MONTREAL — The arrival of firefighters from France and New Brunswick is expected to bolster efforts to contain and control the large number of fires burning across Quebec in what's expected to be a marathon wildfire season, officials said Friday.
Maïté Blanchette Vézina, the province's minister of forests and natural resources, said the situation in the province remains critical but is improving.
The province's forest fire prevention agency — SOPFEU — says the arrival of fresh forces on the ground is a sign "the sprint phase has ended and we're now in the marathon phase," she told a Quebec City briefing.
Blanchette Vézina said the efforts in the coming days will permit firefighters to contain and begin extinguishing some of the approximately 140 fires that remained active across the province as of Friday morning, including some that have been allowed to burn freely due to a lack of personnel.
She said the improved situation is also allowing the province to lift the ban on activities in the woods in most of the Côte-Nord and parts of the Saguenay-Lac-St-Jean regions, although forestry work and all forms of fires are still prohibited.
Public Security Minister François Bonnardel said there should be about 1,200 people fighting fires in the province by Monday, including hundreds of firefighters from the United States, Portugal and Spain who were expected to arrive in the coming days. There were also 370 military members helping with logistics, evacuations and fire duties, he added.

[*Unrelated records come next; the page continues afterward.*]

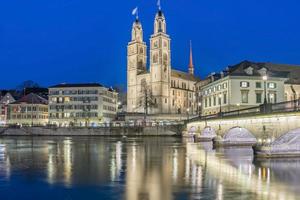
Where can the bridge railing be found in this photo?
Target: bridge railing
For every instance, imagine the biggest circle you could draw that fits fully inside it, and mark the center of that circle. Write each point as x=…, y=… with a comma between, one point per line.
x=288, y=106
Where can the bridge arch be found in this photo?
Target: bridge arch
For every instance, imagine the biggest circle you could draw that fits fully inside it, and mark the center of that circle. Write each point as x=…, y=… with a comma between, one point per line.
x=289, y=140
x=208, y=132
x=238, y=134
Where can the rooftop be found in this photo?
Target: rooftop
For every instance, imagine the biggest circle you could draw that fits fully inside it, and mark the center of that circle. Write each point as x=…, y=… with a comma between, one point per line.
x=68, y=85
x=31, y=99
x=184, y=75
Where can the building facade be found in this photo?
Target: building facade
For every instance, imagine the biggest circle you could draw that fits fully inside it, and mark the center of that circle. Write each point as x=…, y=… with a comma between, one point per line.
x=250, y=84
x=81, y=104
x=4, y=101
x=161, y=89
x=30, y=110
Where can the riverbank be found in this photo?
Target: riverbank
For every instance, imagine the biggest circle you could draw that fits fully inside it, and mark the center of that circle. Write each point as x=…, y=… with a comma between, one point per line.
x=101, y=131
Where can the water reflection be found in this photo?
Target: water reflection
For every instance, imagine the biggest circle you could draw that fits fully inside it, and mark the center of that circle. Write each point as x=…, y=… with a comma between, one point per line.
x=143, y=168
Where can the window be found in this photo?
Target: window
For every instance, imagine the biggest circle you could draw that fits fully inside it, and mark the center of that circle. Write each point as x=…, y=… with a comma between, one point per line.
x=244, y=95
x=258, y=97
x=258, y=84
x=245, y=84
x=219, y=87
x=272, y=98
x=272, y=85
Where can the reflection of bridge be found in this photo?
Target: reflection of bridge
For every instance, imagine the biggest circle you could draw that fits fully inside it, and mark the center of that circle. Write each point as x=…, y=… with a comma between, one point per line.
x=272, y=120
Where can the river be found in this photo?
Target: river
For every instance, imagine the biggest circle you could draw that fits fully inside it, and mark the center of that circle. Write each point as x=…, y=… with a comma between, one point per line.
x=142, y=168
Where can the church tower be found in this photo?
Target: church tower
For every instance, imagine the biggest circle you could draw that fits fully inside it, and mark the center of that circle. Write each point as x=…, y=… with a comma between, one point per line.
x=136, y=64
x=160, y=64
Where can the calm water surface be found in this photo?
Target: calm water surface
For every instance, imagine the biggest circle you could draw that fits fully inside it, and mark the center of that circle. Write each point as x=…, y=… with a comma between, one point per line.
x=139, y=169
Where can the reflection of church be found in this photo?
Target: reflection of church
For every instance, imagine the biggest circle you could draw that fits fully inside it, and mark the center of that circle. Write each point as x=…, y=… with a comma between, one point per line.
x=161, y=89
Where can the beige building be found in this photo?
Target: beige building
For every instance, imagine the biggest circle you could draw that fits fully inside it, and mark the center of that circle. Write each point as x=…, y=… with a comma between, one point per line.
x=29, y=110
x=4, y=101
x=248, y=84
x=161, y=90
x=81, y=104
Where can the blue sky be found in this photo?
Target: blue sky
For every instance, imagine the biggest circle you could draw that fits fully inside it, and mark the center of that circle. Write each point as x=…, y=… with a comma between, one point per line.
x=56, y=41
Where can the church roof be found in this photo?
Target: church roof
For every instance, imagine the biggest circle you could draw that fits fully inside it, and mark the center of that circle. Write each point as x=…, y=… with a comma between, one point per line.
x=184, y=75
x=292, y=72
x=66, y=85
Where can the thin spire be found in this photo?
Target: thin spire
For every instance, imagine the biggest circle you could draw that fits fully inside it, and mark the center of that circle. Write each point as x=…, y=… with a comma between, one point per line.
x=191, y=65
x=136, y=13
x=159, y=5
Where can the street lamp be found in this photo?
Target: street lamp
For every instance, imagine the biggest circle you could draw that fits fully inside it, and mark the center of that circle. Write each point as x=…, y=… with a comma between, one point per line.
x=220, y=103
x=238, y=105
x=265, y=79
x=199, y=109
x=187, y=111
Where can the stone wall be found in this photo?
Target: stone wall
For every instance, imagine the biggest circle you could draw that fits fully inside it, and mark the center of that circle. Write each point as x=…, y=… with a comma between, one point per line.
x=272, y=125
x=105, y=131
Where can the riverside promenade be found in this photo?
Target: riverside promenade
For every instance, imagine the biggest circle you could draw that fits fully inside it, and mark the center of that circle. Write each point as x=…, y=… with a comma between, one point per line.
x=165, y=130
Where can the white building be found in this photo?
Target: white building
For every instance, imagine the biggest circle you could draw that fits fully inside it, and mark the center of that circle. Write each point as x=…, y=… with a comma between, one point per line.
x=243, y=86
x=4, y=101
x=81, y=104
x=161, y=90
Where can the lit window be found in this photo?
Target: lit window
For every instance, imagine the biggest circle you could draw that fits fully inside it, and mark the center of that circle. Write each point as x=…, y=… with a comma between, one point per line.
x=244, y=95
x=258, y=84
x=245, y=84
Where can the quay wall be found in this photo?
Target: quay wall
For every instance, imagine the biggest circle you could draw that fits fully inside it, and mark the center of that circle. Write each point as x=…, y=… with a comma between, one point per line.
x=103, y=131
x=273, y=125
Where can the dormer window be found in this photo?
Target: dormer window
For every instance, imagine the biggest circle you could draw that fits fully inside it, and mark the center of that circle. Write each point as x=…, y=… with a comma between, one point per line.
x=249, y=71
x=262, y=71
x=245, y=84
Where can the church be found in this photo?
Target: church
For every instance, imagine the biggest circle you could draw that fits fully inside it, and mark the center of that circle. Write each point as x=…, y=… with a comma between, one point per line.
x=158, y=89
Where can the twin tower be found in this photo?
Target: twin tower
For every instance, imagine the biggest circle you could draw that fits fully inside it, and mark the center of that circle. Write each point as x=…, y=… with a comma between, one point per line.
x=158, y=78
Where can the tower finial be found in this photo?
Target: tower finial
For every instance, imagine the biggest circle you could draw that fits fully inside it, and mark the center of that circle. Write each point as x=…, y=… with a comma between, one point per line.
x=191, y=65
x=159, y=5
x=136, y=13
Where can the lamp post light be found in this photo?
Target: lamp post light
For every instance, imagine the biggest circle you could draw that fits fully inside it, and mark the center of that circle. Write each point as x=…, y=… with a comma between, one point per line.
x=238, y=105
x=199, y=109
x=265, y=79
x=220, y=103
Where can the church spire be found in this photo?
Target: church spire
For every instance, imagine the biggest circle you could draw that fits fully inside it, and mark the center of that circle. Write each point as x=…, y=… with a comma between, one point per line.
x=191, y=65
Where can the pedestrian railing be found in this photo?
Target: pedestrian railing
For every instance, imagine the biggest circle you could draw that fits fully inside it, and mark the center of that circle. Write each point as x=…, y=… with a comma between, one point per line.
x=288, y=106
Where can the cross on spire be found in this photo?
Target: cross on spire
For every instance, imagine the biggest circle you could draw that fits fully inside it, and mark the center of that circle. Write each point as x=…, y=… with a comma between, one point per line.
x=159, y=4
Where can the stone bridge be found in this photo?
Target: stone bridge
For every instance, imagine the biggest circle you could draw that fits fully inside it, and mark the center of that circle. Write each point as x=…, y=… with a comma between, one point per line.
x=267, y=125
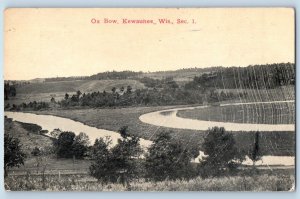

As of Friday, the fires had forced more than 13,500 people from their homes, many of them in the northern municipalities of Chibougamau and Lebel-sur-Quévillon. About 50 people were also evacuated from a detention centre in Amos, Que., as a preventive measure, Bonnardel said.
Despite the stabilizing situation, Bonnardel said it was likely many of the evacuees wouldn't be able to return home before next week.
He announced the province would offer $1,500 to each household that was evacuated and would fully reimburse affected municipalities for the costs they incurred to run shelters, manage evacuations and fight fires.
Blanchette Vézina said the wildfire fight on Friday continued to focus on the province's northern and western regions, including on a blaze that came to within 500 metres of a town in the Abitibi region. She said the situation in Normétal, Que., remained critical but that no damage had been reported in the 800-person community located 720 kilometres northwest of Montreal.
Morale among firefighters on the ground remained high, she said, despite a gruelling week.
"They're all fighting, they're all on adrenalin," she said. "What they do, they're there to save lives, save communities, and their work and skills are put to full use. So morale is very good, and even better since reinforcements are arriving."
SOPFEU has described the current wildfire season as the worst on record. The province has reported a total of 444 wildfires so far this year, compared to an average of 207 at the same date during prior years.